Boris sang the rushing clarinet line from a cassette someone had made of a Petko Spassov concert. His grandmother loved music, and played these things all the time in the house. The musicians laughed, and Slavo joined in lightly on the violin, his bow bouncing on the strings, Petko clapping and bear-dancing on the spot — but quietly so as not to disturb the merriment of the wedding crowd above: their mock, their hoots, their disputation. The rooster crowed through the middle of it all. Boris finished. Slavo said,

‘You sing well. What’s your name, boy?’

‘Boris.’

The tapan player threw his cigarette butt on to the concrete.

‘Come on. Let’s go down.’

They set off down the stairs with their instruments, and Boris followed, saying,

‘I can sing the whole concert if you like!’

It was a sunny morning. The mayor’s Lada was polished and decorated with roses. A few people were waiting for the wedding party to come down. Boris sang more tunes to impress the big musicians.

‘Shouldn’t you be upstairs with the wedding?’

‘I want to stay with you.’

‘He is one of us,’ said Slavo the violinist.

A cart came up the hill, piled high with hay, and Boris read Yamaha from the barrel of Petko’s clarinet. Birds soared high. The yellow cloud rose from the chemical plant like a ponderous genie.

The wedding party started to emerge from the building. The tapan player banged out a rhythm which fired Petko’s instrument into the air, followed behind by the soaring kaval. Slavo joined in.

The guests gathered downstairs, with whistles and mirth. Boris hid while they all got into cars. The mayor directed things, six or eight to a vehicle; doors slammed, neighbours threw flowers, there was a great cheer as the bridal Lada started up, and one by one the cars drove away to the town hall. The remaining neighbours returned to their apartments.

Petko stopped playing, mid-phrase, and wiped his mouth, and once again there was just the sound of the street and the birds.

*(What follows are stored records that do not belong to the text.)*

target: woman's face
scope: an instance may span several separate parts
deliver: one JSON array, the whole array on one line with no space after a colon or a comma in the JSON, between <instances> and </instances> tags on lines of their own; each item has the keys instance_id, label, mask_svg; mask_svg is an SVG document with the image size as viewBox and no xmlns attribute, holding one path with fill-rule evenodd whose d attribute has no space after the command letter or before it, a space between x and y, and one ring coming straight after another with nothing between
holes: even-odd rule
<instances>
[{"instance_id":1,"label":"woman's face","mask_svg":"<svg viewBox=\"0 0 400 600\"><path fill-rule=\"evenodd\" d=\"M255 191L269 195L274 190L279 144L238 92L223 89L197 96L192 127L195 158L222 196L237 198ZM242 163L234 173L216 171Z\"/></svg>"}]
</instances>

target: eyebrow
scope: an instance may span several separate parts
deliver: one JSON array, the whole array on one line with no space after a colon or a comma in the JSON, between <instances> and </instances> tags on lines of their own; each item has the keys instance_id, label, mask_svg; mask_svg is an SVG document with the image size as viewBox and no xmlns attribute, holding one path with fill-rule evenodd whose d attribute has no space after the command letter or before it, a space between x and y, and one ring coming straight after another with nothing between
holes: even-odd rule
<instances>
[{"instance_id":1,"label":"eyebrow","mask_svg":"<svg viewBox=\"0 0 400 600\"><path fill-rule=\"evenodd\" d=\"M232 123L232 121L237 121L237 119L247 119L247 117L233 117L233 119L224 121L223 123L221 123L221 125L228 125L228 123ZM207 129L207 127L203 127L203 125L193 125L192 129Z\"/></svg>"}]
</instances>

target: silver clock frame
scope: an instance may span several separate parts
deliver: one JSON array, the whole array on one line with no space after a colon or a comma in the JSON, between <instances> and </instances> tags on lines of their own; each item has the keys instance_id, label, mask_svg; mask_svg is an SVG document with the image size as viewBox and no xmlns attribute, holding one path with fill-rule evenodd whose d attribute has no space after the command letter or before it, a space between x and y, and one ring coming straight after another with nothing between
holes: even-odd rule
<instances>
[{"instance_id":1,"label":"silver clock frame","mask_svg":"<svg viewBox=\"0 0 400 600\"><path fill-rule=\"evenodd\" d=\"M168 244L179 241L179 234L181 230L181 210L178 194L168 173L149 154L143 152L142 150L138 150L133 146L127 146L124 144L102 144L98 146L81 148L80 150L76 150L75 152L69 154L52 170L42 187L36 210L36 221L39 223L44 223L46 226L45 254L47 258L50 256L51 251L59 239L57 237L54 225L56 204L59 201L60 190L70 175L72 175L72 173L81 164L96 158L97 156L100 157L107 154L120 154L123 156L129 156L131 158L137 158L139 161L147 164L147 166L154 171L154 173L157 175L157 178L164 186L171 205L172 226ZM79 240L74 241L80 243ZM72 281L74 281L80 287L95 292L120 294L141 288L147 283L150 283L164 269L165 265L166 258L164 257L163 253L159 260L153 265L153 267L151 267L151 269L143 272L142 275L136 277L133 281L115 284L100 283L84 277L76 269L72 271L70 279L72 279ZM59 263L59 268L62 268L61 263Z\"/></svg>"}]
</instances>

Slavo put his instrument in its case. They had sandwiches and beer. Boris sat down with them, meekly.

‘Still here, I see,’ said Slavo to him. ‘Do you want a sandwich?’

Boris shook his head. He watched them eat. He watched how they were: their beards and the way they talked.

‘Does anyone know you’re with us?’ asked Petko.

‘No.’

Boris hummed his own improvisation on an old song, as if he were not aware of it.